Before he shut the hatchback, my father peered carefully into the dog’s face. ‘Do you know it?’ I called.
‘Yep, I know her,’ he answered. ‘I know her parents, anyway. Or her grandparents. Or, I guess it would be greatgrandparents. But whatever. She’s a Smitty dog.’
I was afraid to ask what a Smitty dog was, for fear it would launch another tale about roadkill or throwing a manhole cover through a car window or sledding down the hill on cardboard boxes, because no one could find the sleds. That was all my father had been talking about the whole second half of this drive.
The dog curled into a ball, whimpering. The car smelled suddenly like wet fur and the chemical that dogs give out when they are afraid.

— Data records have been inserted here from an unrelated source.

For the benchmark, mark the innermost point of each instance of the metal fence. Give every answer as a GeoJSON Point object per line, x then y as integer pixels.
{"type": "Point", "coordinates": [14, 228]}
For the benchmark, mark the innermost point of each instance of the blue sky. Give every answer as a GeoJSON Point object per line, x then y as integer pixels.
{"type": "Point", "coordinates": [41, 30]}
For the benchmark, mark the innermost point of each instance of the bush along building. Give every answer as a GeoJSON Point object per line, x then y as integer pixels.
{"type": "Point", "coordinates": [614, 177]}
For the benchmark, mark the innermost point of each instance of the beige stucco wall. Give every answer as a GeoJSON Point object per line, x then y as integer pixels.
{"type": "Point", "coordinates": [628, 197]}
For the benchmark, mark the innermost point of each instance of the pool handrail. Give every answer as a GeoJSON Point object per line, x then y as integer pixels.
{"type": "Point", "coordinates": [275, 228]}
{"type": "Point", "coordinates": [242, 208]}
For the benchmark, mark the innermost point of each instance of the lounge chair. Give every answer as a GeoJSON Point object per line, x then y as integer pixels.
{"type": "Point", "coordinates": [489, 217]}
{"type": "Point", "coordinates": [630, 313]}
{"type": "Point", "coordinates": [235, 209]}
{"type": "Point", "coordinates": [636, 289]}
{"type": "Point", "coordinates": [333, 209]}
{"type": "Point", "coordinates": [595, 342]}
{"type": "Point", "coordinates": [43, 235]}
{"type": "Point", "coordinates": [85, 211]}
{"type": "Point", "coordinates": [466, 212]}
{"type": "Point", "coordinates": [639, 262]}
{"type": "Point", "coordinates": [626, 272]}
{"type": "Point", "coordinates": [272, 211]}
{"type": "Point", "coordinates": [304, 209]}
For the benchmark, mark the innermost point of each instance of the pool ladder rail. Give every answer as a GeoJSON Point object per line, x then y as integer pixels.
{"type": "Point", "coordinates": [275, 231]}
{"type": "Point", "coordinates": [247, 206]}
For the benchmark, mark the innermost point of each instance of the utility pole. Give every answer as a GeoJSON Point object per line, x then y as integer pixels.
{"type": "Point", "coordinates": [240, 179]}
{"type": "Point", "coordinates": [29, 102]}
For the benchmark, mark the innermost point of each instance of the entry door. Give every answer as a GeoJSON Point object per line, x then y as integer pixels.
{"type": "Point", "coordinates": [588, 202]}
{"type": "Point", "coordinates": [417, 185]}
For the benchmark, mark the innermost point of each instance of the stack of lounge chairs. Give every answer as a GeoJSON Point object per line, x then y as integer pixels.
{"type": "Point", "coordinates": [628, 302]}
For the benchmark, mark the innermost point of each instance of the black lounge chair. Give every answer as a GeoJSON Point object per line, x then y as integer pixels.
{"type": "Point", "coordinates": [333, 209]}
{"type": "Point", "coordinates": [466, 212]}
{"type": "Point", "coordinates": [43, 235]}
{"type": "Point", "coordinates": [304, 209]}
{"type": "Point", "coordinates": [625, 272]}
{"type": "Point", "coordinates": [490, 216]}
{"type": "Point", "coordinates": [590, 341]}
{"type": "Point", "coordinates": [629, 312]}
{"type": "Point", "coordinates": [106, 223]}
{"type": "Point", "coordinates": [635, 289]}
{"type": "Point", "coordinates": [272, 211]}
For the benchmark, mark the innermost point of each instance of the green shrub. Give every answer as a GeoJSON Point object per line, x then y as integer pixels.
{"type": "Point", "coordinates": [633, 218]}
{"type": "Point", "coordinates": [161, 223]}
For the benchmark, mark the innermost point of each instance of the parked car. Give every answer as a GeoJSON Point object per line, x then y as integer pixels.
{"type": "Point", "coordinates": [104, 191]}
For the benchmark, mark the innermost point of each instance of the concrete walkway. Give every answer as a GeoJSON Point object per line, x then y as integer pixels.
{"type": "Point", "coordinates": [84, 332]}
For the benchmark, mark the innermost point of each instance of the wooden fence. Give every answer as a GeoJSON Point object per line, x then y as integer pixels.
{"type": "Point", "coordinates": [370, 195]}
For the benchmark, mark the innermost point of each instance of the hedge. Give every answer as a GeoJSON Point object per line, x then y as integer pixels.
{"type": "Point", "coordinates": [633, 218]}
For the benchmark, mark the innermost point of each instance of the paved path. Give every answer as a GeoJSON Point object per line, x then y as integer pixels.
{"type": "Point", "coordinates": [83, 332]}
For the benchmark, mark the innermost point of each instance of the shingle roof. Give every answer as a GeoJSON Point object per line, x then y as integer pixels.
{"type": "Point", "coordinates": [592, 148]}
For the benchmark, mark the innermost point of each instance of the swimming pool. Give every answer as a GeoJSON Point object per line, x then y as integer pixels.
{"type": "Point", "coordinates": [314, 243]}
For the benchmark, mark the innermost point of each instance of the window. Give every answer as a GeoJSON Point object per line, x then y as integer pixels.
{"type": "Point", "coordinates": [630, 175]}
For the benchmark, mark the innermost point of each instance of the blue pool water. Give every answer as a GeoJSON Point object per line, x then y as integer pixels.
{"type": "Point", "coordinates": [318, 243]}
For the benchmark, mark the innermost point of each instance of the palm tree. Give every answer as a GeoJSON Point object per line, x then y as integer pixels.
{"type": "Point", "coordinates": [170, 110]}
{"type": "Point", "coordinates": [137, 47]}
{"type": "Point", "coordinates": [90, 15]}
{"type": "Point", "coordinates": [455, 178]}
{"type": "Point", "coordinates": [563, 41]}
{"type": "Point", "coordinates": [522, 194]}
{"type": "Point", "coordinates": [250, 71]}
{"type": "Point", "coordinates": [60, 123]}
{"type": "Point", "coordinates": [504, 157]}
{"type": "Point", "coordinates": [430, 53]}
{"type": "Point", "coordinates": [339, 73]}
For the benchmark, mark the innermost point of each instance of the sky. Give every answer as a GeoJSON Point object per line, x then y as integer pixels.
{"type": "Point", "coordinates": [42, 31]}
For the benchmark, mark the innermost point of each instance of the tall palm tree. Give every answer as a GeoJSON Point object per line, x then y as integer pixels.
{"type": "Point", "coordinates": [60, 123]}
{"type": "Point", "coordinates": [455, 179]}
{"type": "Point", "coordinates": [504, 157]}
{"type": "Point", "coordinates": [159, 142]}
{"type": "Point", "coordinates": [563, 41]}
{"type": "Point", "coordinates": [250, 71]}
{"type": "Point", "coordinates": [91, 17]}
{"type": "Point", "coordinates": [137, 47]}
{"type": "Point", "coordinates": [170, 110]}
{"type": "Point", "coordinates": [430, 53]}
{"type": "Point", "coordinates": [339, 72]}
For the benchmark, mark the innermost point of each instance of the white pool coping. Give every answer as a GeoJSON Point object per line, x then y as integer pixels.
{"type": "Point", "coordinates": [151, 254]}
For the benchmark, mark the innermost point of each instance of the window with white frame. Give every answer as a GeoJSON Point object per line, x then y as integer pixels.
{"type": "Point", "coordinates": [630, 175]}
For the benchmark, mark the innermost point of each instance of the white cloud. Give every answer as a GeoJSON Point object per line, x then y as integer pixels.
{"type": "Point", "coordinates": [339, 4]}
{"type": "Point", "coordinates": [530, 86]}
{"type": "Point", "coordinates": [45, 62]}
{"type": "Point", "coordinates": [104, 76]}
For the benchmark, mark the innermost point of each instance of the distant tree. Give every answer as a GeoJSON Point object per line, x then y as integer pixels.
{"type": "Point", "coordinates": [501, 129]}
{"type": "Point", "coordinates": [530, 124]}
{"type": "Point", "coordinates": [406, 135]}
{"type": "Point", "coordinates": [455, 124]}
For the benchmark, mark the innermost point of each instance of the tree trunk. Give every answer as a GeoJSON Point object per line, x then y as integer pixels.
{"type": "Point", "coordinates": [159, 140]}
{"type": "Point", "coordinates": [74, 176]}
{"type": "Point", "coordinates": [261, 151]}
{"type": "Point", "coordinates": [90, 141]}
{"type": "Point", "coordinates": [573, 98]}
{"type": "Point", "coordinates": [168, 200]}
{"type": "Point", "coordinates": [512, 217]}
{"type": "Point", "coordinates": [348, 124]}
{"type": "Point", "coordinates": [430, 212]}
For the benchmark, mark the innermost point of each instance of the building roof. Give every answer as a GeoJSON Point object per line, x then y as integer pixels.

Steven stretched, his t-shirt taut against his chest. ‘Are we going to keep her?’
My father didn’t answer, but I knew what the answer was: of course we were going to keep her. We had three other dogs in a Brooklyn kennel: Fiona, an Irish terrier, Wesley, a cock-eared Doberman my father had coaxed to him just like he had with this Smitty dog, and Skip, a Beagle who had shown up at our stoop a few months ago just as we were walking out the door, as if it knew we were the people dogs came to when they had nowhere else to go. When my mother left, the apartment was too big for three of us. Now, whenever I entered a room, a dog was there. Whenever I used the bathroom, I found a dog sitting on the bathmat, drooling. If I opened the door to go into our building’s hall, a dog tried to come. For a while, we tried to keep things nice, but with three dogs, it was hard. Finally, we just stopped trying altogether.

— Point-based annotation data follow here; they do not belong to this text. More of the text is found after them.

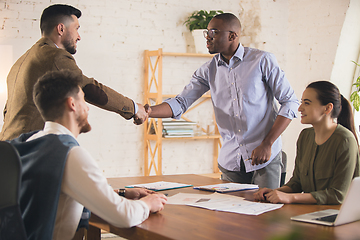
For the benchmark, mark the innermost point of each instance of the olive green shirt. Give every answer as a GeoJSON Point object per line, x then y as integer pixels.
{"type": "Point", "coordinates": [20, 112]}
{"type": "Point", "coordinates": [325, 170]}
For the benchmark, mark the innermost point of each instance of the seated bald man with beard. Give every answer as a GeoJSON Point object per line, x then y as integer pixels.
{"type": "Point", "coordinates": [60, 178]}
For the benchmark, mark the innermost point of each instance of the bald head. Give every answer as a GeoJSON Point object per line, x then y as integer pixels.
{"type": "Point", "coordinates": [230, 20]}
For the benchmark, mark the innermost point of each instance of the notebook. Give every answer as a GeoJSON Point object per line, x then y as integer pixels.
{"type": "Point", "coordinates": [349, 211]}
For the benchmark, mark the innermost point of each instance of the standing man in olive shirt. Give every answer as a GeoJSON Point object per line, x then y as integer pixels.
{"type": "Point", "coordinates": [59, 26]}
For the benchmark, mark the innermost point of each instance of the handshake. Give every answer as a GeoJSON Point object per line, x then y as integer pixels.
{"type": "Point", "coordinates": [142, 114]}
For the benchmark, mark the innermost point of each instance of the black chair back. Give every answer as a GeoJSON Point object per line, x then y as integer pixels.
{"type": "Point", "coordinates": [11, 223]}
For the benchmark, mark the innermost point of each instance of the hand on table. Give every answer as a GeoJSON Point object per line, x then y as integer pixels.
{"type": "Point", "coordinates": [137, 193]}
{"type": "Point", "coordinates": [259, 195]}
{"type": "Point", "coordinates": [155, 201]}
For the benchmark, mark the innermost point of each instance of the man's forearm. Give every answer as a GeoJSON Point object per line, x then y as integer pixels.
{"type": "Point", "coordinates": [162, 110]}
{"type": "Point", "coordinates": [277, 129]}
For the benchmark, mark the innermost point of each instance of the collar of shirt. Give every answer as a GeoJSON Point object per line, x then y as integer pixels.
{"type": "Point", "coordinates": [238, 56]}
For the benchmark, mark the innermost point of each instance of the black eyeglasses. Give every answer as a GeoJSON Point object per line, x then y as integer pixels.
{"type": "Point", "coordinates": [211, 33]}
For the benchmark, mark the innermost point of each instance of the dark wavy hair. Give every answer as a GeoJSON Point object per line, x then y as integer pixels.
{"type": "Point", "coordinates": [327, 93]}
{"type": "Point", "coordinates": [51, 91]}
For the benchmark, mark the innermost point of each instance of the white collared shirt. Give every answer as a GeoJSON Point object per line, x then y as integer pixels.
{"type": "Point", "coordinates": [84, 185]}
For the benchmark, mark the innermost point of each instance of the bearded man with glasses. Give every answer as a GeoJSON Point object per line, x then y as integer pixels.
{"type": "Point", "coordinates": [244, 83]}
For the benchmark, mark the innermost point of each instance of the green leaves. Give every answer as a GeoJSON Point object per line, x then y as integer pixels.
{"type": "Point", "coordinates": [354, 97]}
{"type": "Point", "coordinates": [200, 19]}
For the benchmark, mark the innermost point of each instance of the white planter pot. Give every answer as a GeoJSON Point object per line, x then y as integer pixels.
{"type": "Point", "coordinates": [200, 41]}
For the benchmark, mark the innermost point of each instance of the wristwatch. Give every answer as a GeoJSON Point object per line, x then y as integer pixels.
{"type": "Point", "coordinates": [121, 192]}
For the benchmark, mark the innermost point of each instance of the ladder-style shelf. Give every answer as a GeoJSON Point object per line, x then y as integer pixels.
{"type": "Point", "coordinates": [153, 93]}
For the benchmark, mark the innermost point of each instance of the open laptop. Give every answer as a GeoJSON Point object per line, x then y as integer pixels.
{"type": "Point", "coordinates": [349, 211]}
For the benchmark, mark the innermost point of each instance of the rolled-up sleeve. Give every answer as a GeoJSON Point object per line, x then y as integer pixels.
{"type": "Point", "coordinates": [280, 86]}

‘So, do you remember any of this?’ my father asked. ‘Hasn’t changed a bit. I can’t believe it.’
He navigated over a roller-coaster sized bump. We’d been driving down the same gravel road for about five minutes. The road was uneven, with big pits and puddles, and there were spots where the gravel was strewn out over the shoulder, indicating a spin-out. ‘Last time you were here…I don’t know.’ My father scratched his head. ‘You were three? Four? It was Christmas.’

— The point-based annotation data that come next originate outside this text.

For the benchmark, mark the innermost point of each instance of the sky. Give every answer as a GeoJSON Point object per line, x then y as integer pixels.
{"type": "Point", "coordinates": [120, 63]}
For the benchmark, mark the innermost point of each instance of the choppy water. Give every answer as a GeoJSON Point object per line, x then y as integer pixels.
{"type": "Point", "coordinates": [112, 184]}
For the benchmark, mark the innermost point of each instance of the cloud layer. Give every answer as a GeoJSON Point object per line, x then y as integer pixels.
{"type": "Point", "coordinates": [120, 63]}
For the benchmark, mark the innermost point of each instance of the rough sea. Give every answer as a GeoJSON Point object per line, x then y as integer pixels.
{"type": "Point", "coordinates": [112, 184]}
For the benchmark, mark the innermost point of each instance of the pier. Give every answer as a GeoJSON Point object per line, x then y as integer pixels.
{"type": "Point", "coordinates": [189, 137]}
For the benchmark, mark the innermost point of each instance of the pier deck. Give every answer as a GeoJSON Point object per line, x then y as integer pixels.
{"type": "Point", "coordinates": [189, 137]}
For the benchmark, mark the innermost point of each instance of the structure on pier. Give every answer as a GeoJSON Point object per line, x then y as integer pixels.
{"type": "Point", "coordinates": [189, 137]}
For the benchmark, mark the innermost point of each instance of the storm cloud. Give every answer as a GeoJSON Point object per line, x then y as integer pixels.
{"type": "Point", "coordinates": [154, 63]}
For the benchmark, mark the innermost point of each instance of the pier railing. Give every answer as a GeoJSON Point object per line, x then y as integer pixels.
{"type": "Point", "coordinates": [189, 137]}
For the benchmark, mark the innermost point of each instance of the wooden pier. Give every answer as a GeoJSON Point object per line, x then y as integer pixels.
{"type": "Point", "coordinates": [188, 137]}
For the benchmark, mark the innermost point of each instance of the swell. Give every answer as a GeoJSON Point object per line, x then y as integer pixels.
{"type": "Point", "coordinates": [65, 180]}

‘Maybe.’ I squinted, pretending like I was trying to remember, but this just looked like a gravel road. A squirrel in a tree eyed us suspiciously as we passed.
‘We were only here for a little while, then it started snowing.’ He picked at the side of his thumbnail. He was nervous, I realized. ‘There’s the creek,’ he added, pointing. ‘It’s clean enough to swim in.’
‘Since when do you say creek like crick?’ I asked.
‘I didn’t say crick.’
‘Yes, you did.’
He thought for a moment. ‘Well, so what if I did?’
I glanced at him, then crossed my arms over my chest. ‘I don’t think I could swim in a creek. Or a crick. And besides, won’t we have, like, funeral stuff to do?’
‘Yeah, but you’re missing out if you don’t try it,’ he said. ‘It’s much nicer than swimming in a pool. And Samantha’s about your age. You can swim together.’
‘I didn’t bring my suit.’
Finally, we turned into the driveway of a low-slung house. There were a lot of weeds in the front yard and a very, very old blue pickup truck in the driveway. Off to the left was a white-shingled shed; in front of it was a red, three-wheeled lawnmower, lying on its side. The house had a large, faded wrap-around porch strewn with all sorts of junk-an old television, another lawnmower, a couple of white plastic porch chairs, a dog bed and a fifty-pound bag of dog food, rabidly torn open from the center. There was a dog on the porch, too, eating straight from the hole in the bag. I heard the crick out back, rushing. It could never be clean enough to swim in. My stomach started to hurt.